A novel method was proposed to fabricate nanoporous g-C3N4 through high energy ball milling process followed by protonation treatment. X-ray diffraction (XRD), Fourier transform infrared spectroscopy (FTIR), scanning electron microscopy (SEM), transmission electron microscopy (TEM), high-resolution transmission electron microscopy (HRTEM), Brunauer–Emmett–Teller (BET), laser particle analysis, UV–vis diffuse reflection spectroscopy (DRS), photoluminescence spectroscopy, electron paramagnetic resonance (EPR), and photoelectrochemical experiment were adopted to analyze the structure and properties of nanoporous g-C3N4 photocatalyst.
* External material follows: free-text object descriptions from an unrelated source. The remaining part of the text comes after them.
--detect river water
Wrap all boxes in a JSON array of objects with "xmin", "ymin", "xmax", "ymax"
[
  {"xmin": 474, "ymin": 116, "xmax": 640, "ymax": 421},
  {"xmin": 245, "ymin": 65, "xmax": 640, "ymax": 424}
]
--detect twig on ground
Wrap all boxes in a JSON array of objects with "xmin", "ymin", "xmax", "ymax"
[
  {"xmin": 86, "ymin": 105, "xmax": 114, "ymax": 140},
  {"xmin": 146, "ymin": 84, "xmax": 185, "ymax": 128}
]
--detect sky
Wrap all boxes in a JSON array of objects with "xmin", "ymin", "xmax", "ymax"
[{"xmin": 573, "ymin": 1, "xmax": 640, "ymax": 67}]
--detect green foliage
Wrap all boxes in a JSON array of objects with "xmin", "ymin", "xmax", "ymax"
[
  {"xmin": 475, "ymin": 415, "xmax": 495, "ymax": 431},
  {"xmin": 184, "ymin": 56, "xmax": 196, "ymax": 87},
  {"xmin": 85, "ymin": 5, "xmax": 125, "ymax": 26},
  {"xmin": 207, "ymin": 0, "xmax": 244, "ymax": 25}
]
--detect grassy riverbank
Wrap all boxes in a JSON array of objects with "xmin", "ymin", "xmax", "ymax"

The photocatalytic activities of the as-prepared samples were also evaluated by decomposing Congo Red (CR) and Rhodamine B (RhB) in aqueous solution under visible light illumination. The results show that the as-prepared nanoporous g-C3N4 exhibits high specific surface area, which is about 8.8 times as high as that of the original bulk one, and also shows more efficient exciton collection and charge transfer. Therefore, the visible photocatalytic activity of g-C3N4 is significantly improved, and the decomposition rate of congo red is increased from 0.03 to 0.32h−1. Furthermore, this photocatalyst also displays a selective feature in photocatalysis due to its positive surface charges determined by protonation treatment.